Know Your Place -Linda- I had to have a sandwich.

There was no way I would sit in the booth until noon before I ate.

A woman was selling delicious turkey sandwiches, and I went to her stall.

Besides my cravings, I did not want to sit alone in the booth with Avery.

Even though I chose to be oblivious of it, I noticed she had been acting strangely towards me since my bump started showing.

It had become so bad that I dared not make certain gestures around her.

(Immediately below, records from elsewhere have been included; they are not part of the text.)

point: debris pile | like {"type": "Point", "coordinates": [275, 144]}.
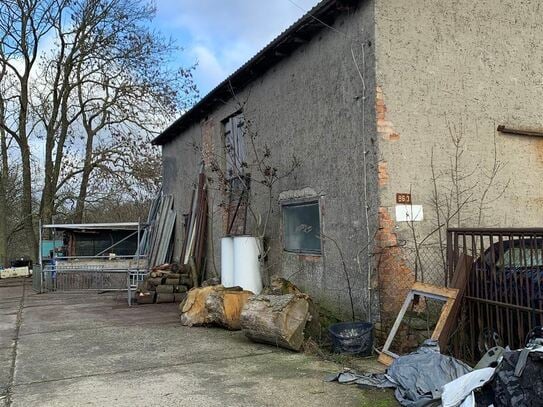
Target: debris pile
{"type": "Point", "coordinates": [284, 316]}
{"type": "Point", "coordinates": [165, 283]}
{"type": "Point", "coordinates": [214, 305]}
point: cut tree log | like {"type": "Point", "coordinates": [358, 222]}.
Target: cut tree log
{"type": "Point", "coordinates": [276, 319]}
{"type": "Point", "coordinates": [281, 286]}
{"type": "Point", "coordinates": [214, 305]}
{"type": "Point", "coordinates": [162, 298]}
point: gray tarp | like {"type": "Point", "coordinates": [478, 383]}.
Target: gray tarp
{"type": "Point", "coordinates": [417, 377]}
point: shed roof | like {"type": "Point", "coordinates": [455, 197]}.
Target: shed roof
{"type": "Point", "coordinates": [324, 13]}
{"type": "Point", "coordinates": [94, 226]}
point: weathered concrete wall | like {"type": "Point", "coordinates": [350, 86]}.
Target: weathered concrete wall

I knew how she felt, but I believed it was unfair for her to act that way around me.

I hoped she got pregnant soon so I could have my friend back.

While I waited for the woman to put my sandwich together, I rubbed my bump and thought of the joy in my life.

Theodore took all my pain away.

Bit by bit, he broke down my defences and fixed them with his love.

He loved me through my fears and uncertainties.

After seeing what Sylvester did for Tamia, I knew I had nothing to worry about where Theo was concerned, and I was grateful for him.

Thanks to his love, I was a different person altogether.

I remember walking around drunk and sleeping with anyone who told me they found me attractive.

It wasn’t like I cared for them; I was just looking for a way out, anyone that would challenge that prick Kyle so he could set.

me free.

Then I met Eric, a delta breed and a warrior.

He said he loved me.

I could still remember it like yesterday.

*** I was depressed, and I wanted to visit someone.

I wanted to go somewhere, have fun and forget my troubles.

I had a bad headache from the alcohol I had consumed the night before, so I needed to take care of it before figuring out who I would visit.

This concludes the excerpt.